1. [Understanding APIs](#understanding_apis)
3. [The Guardian API](#guardian)   
    a. [Overview](#g_overview)      
    b. [API Keys](#g_key)      
    c. [Making Requests](#g_requests)      
    d. [Filtering](#g_filters)    
    e. [Extra Information](#g_info)   
    f. [Requesting More Results](#g_more)  
5. [The Wikipedia API](#wikipedia)   
4. The Twitter API
5. [Key Points](#key_points)


<a id='understanding_apis'></a>
## Understanding APIs

Application Programming Interfaces (APIs) offer an alternative way to access data from online sources. They provide an explicit _interface_ to the data behind the website, defining how you can request data and what format you will receive the data. 

### Key Components of API Requests & Responses
**Endpoints** are the specific web locations where a request for a particular resource can be sent. Usually they have descriptive names like Content, Tweet, User, etc. We communicate with APIs by sending requests to these endpoints, usually in the form of a URL. 

These URLs usually contain optional **queries**, **parameters**, and **filters** that let us specify exactly what we want the API to return. 

Once a request has been made to the API it is going to return a **response**. Every response will have a response code, which will indicate whether the request was successful (200) or encountered an error (400, 401, 500, etc.).
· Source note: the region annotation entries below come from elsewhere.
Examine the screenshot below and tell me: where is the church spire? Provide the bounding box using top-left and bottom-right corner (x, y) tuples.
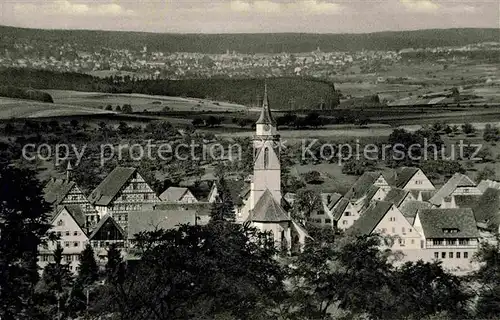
(257, 82), (276, 125)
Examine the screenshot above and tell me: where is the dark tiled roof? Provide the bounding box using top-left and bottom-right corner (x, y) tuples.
(160, 187), (189, 201)
(398, 200), (432, 219)
(454, 194), (481, 208)
(43, 179), (75, 205)
(384, 188), (409, 207)
(472, 188), (500, 223)
(429, 173), (476, 205)
(89, 214), (125, 240)
(154, 202), (212, 216)
(394, 167), (419, 188)
(248, 190), (290, 222)
(89, 167), (136, 206)
(333, 198), (349, 221)
(52, 205), (85, 230)
(127, 210), (196, 239)
(349, 201), (393, 235)
(418, 208), (479, 238)
(345, 172), (381, 200)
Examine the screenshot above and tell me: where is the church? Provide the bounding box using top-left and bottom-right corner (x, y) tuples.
(236, 85), (308, 251)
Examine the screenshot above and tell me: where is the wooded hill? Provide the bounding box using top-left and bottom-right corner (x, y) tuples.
(0, 26), (500, 53)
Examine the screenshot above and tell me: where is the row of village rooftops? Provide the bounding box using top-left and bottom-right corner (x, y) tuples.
(39, 167), (500, 270)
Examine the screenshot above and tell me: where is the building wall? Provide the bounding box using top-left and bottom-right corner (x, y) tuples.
(451, 187), (482, 196)
(375, 205), (421, 250)
(403, 169), (436, 190)
(252, 222), (292, 248)
(337, 203), (360, 230)
(38, 209), (88, 272)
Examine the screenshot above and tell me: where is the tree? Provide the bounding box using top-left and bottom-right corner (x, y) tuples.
(106, 243), (125, 283)
(476, 166), (496, 182)
(36, 242), (73, 316)
(0, 163), (50, 319)
(462, 122), (476, 134)
(78, 243), (99, 285)
(104, 223), (285, 320)
(483, 123), (500, 142)
(210, 177), (236, 222)
(393, 260), (470, 319)
(292, 189), (322, 223)
(122, 104), (133, 113)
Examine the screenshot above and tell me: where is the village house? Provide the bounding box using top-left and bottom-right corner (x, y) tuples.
(429, 173), (482, 209)
(38, 205), (88, 273)
(349, 201), (421, 251)
(89, 167), (160, 229)
(393, 167), (436, 191)
(159, 187), (198, 203)
(89, 214), (127, 265)
(43, 163), (98, 228)
(413, 208), (480, 270)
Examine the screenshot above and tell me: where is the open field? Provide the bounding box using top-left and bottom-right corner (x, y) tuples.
(0, 97), (115, 119)
(45, 90), (252, 112)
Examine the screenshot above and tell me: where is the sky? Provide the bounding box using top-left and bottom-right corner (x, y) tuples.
(0, 0), (500, 33)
When you encounter a problem its a good idea to confirm you received a successful response, instead of one of the [many error responses](https://documentation.commvault.com/commvault/v11/article?p=45599.htm). 
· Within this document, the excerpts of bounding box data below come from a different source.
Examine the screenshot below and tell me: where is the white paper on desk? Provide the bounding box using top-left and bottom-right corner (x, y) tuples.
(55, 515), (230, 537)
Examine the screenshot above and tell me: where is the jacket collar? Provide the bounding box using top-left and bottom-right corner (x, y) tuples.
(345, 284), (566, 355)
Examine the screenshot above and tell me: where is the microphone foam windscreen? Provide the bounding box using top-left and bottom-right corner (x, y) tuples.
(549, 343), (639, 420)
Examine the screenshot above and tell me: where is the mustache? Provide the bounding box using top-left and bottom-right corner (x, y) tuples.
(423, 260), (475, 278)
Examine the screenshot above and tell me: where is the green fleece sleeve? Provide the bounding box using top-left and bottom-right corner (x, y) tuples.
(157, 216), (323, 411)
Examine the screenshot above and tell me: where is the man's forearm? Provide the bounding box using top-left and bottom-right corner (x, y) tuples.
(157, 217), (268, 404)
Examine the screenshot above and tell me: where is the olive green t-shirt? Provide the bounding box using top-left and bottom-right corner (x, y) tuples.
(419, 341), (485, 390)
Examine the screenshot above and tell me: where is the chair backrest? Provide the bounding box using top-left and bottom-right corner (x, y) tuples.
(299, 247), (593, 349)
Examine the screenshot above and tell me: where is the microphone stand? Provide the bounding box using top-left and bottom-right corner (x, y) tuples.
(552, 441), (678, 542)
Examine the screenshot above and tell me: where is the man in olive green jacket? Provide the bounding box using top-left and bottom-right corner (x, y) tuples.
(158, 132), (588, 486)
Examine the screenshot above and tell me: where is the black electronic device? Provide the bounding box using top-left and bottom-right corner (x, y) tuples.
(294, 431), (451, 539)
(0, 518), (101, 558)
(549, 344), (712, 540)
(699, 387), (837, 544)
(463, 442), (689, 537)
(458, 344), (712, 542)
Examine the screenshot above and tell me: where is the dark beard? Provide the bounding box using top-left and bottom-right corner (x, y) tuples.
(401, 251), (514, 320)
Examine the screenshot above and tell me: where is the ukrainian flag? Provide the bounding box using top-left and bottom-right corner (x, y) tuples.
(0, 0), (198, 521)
As long as a request was successful, it will return a 200 OK response along with all the requested data. We will delve into what this data looks like below. 

### APIs vs Web Scraping 

Benefits: 
* Structured data (for the most part). 
* Controlled by an organization or company (Guardian, Twitter, etc) 
* Documented (usually)
* Maintained (usually)
* Rules for access are explicitly stated

Drawbacks: 
* Limited to the data made explicitly available
* Relies on the organization to make updates
* Rate limits & other restrictions apply and are usually based on business reasons rather than technical limitations


<a id='guardian'></a>
## The Guardian API

<a id='g_overview'></a>
### Overview
The Guardian's API allows us to query and download data related to their published articles. 
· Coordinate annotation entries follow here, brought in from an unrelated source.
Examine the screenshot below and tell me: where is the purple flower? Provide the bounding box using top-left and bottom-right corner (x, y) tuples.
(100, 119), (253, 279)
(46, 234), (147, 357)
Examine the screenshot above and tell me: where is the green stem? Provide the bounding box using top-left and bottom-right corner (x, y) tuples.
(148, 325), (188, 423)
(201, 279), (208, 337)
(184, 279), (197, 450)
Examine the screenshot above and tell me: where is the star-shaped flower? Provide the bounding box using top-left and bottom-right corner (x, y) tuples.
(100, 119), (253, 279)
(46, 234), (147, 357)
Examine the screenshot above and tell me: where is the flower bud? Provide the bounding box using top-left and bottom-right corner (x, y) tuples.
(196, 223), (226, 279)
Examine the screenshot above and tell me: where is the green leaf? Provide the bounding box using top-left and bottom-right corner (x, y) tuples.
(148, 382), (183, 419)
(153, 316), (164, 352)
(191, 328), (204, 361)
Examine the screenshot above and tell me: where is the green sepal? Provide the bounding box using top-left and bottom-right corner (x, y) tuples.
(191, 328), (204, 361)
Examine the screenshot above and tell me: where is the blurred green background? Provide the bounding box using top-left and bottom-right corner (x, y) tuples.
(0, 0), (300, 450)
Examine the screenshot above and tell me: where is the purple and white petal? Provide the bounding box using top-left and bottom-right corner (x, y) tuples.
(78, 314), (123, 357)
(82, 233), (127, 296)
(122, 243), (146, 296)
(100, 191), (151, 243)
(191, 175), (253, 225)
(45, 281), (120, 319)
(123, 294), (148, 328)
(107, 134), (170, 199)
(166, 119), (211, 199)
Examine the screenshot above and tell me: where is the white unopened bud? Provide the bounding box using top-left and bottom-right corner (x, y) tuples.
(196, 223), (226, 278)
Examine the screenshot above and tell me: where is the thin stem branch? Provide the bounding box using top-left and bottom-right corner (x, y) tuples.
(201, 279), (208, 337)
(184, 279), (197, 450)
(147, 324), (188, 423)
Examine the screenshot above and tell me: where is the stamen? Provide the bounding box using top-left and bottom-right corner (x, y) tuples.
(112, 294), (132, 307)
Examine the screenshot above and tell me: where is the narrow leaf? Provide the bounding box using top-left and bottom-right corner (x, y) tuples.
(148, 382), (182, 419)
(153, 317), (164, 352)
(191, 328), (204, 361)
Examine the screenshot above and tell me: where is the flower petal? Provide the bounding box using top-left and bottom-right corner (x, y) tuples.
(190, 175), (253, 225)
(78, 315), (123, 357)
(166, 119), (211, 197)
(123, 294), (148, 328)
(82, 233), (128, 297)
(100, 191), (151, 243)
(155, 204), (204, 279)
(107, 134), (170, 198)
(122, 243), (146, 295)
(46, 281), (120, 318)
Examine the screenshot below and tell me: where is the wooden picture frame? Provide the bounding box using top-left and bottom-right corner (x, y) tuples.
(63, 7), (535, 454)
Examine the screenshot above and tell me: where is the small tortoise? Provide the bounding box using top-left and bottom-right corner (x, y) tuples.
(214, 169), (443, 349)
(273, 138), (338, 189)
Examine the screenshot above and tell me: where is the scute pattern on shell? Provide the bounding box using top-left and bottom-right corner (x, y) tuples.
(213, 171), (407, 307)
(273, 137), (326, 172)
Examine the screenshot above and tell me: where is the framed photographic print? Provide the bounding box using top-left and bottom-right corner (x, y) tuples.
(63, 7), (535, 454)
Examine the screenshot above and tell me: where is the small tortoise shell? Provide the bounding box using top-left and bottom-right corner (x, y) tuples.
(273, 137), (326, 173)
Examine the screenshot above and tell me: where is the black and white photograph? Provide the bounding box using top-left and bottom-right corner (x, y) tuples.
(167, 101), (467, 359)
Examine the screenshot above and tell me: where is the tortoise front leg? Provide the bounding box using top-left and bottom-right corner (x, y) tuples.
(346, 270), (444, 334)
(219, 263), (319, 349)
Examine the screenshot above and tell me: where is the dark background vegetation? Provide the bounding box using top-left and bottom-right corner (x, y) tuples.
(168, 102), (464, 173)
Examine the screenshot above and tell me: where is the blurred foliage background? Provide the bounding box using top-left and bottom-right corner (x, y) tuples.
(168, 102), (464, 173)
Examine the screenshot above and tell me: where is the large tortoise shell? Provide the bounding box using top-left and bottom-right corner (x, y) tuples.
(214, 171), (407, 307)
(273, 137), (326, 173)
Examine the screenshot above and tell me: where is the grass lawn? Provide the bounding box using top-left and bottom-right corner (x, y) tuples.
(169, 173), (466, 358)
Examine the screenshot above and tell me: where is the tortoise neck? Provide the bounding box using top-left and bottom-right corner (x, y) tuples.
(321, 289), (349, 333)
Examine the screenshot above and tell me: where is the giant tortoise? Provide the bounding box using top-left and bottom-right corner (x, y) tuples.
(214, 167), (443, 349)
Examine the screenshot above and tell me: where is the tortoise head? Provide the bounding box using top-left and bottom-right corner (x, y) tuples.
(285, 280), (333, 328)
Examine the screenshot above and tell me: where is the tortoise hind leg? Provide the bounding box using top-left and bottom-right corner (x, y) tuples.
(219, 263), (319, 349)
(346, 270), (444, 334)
The Guardian API has five **endpoints**: 
* Content (`https://content.guardianapis.com/search`) &mdash; returns content. For dev keys only text. Allows querying and filtering to reduce what is returned.  
* Tags &mdash; will return all API tags (> 50, 000). These tags can be used in other quries. 
* Sections &mdash; logical grouping of content
* Editions &mdash; the content for each of the three regional main pages
* Single Item &mdash; will return all data related to a specific item (content, tag, or section) in the API. 

Today, we will focus on the content endpoint. This will allow us to retrieve the body text and metadata for articles published in The Guardian.

Often, the easiest way to interface with an API is through a client. In Python, these clients are just packages that provide functions to simplify the process of accessing the API. 

Alternatively, we can access APIs directly using the [`requests`](https://requests.readthedocs.io/en/master/) library. By accessing the API directly, we maintain freedom in how we use the API, rather than be restricted to a client. This is the option we will choose for interfacing with The Guardian API. 

<a id='g_key'></a>
### API Key
Hopefully you were all successful in receiving a Guardian API Key. If not please let one of us know! 

This API key is what gives you access to the Guardian API. Its kind of like a username and password, all wrapped into one. It is how the API monitors who is accessing their site and makes sure they are abiding by the proper terms of service.

We all registered for a developer key. With this key we receive:  
* Up to 12 calls per second
* Up to 5,000 calls per day
* Access to article text (no image, audio, or video)
* Access to a subset of Guardian content (1.9 million pieces)

If we had registered (and paid) for a commercial key, we would have fewer limitations in what we can access from the API. 

As I mentioned earlier, you can think of your API token as your username and password for accessing The Guardian API. Like any other credentials, we want to make sure this is kept secure. Most importantly, **never share API tokens in public locations**, including in git repositories or emails. 

Making an API token public allows others to access the API as if they were you. This puts you at risk if they violate the terms of service you agreed to when you requested an API token. 

For example, if someone were to get ahold of your API token, they could use it to launch a [denial of service attack](https://en.wikipedia.org/wiki/Denial-of-service_attack) on The Guardian's API. In this case, your token may be revoked and you'd be unable to request a new API token in the future without further violating the terms and services. 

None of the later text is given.